走るのもできないような今の涼の華奢な体では、そんなの無理だ。

期待もしていなかった。



それなのに、当の本人はあっけらかんと。

「そんなこといってたらなんにもできねーじゃん。俺も男だしそのくらい大丈夫」

「……大丈夫っつっても」


「何ヶ月ぶりだと思ってんだ!俺だって我慢の限界なの!!」

イラッときたのか、涼は布団の中で俺の股間を服の上から鷲掴んできやがった。


「ちょおま…っ!」

「病院では扱き合いもしてくんねーし」

「当たり前だろ!こんなとこで……」

「それに、」


涼の手が俺の股間を離れて、俺の手を握った。


「最後かもよ?俺とえっちすんの」


サラっと告げるその言葉はある意味自虐。

涼は、宣告に逆らって必死に生きようとはしなかった。
どうせもうすぐ死ぬから、ときつい点滴の投与を断り、やり残したことを後悔することがないように、と何か思いついた即日俺に伝える。



最近の涼の口癖だ。

『俺が死んだら』

『最後かもしれないから』



聞くたびに胸を締め付けられ、そんな風に言うなよという俺に、「事実なんだから、受け止めろ!」とまるで俺を励ますようにはっきりと言う。





逆だろ、バカ。

なんでいつも俺がお前に慰められてんだよ。



「…ほんとお前、最後かもとか言うのやめろよ……」

「…しーげーよーしー?もしかしたらまた泣くのかよ」

「うっせ……涼の所為だろ…」

「そーそ、泣かしてんのは俺ね」


二人で額と額をくっつけて、涼は笑って、俺は泣く。


「俺よりもでっけーやつが、ポロポロ泣くもんじゃねーよ?」

「お前はなんでそんな平気そうなんだよ…怖く、ないのかよ」


俺が涙声で訴えると、涼はまた笑うのだ。


「重義が俺の分まで泣いてくれんじゃん。
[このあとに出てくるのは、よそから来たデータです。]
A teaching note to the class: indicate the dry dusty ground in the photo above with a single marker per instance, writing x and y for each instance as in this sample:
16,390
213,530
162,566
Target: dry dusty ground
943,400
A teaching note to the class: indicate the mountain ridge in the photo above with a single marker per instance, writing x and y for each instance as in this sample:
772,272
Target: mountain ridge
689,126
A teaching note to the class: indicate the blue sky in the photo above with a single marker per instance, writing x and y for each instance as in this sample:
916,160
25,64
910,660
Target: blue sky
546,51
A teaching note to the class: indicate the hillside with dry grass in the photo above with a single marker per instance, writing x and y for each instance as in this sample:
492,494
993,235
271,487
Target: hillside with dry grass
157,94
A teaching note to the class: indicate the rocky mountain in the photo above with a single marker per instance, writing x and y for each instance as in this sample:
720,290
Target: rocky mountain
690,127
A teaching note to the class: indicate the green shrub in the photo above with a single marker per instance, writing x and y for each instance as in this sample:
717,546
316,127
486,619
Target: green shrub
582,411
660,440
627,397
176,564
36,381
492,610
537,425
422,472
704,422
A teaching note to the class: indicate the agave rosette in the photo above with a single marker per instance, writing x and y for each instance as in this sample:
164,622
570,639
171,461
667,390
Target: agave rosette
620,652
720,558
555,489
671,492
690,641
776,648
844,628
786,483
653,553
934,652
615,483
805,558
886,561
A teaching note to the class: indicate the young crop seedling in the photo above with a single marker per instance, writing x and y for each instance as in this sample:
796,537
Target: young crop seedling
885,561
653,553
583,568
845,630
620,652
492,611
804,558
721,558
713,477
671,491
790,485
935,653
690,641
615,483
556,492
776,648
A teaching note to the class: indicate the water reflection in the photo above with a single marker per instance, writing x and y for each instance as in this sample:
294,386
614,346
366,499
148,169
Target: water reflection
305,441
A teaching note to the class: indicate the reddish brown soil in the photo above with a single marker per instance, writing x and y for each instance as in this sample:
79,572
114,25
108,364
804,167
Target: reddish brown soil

だから、俺は生きてる間は重義の分まで笑うから」


変な関係だ。


普通なら涼を勇気づける為に俺が笑わなきゃいけないのに。



「死ぬなよ……涼…」

「…俺もできればそうしたくはないんだけど」


ごめんな、とそう本人に言わせてしまう俺は、本当に最低な奴だ。



「また怒られるかもだけど」

涼は情けなくうなだれる俺の頭に手を伸ばし、優しく髪に触れてくる。


「俺が死んだらちゃんと可愛い彼女と、結婚して子供作って」

「……なんで」

「なんでも!」



それは、もう涼がいない世界の話だ。
そんな話は俺は聞きたくないし考えたくもないのに。



そんな話は辞めろ、と思わず口先まで出かかった時に、でも、と涼が続けた。



「男は、俺を最初で最後にしてね」


思わず目を開いた。

ずっと、我が儘は言っても俺を縛ることはしなかった涼の口から、そんな言葉が出るなんて。


「…うん」



そういうと涼はうれしそうに笑い、つられて俺も笑った。

ちゃんと笑えたのは久しぶりかもしれない。




「好きだ」

「俺も、愛してる」



二人だけの真っ白な空間で、愛を囁きあう。



この日々があと何日続くか分からない。もしかしたら明日呆気なく終わりが訪れるかもしれない。

それでも、俺と涼が笑える今この一瞬が、二人の命の軌跡だと。

涼が笑ってくれる間は信じるから、出来るだけ長く笑っていてくれよ。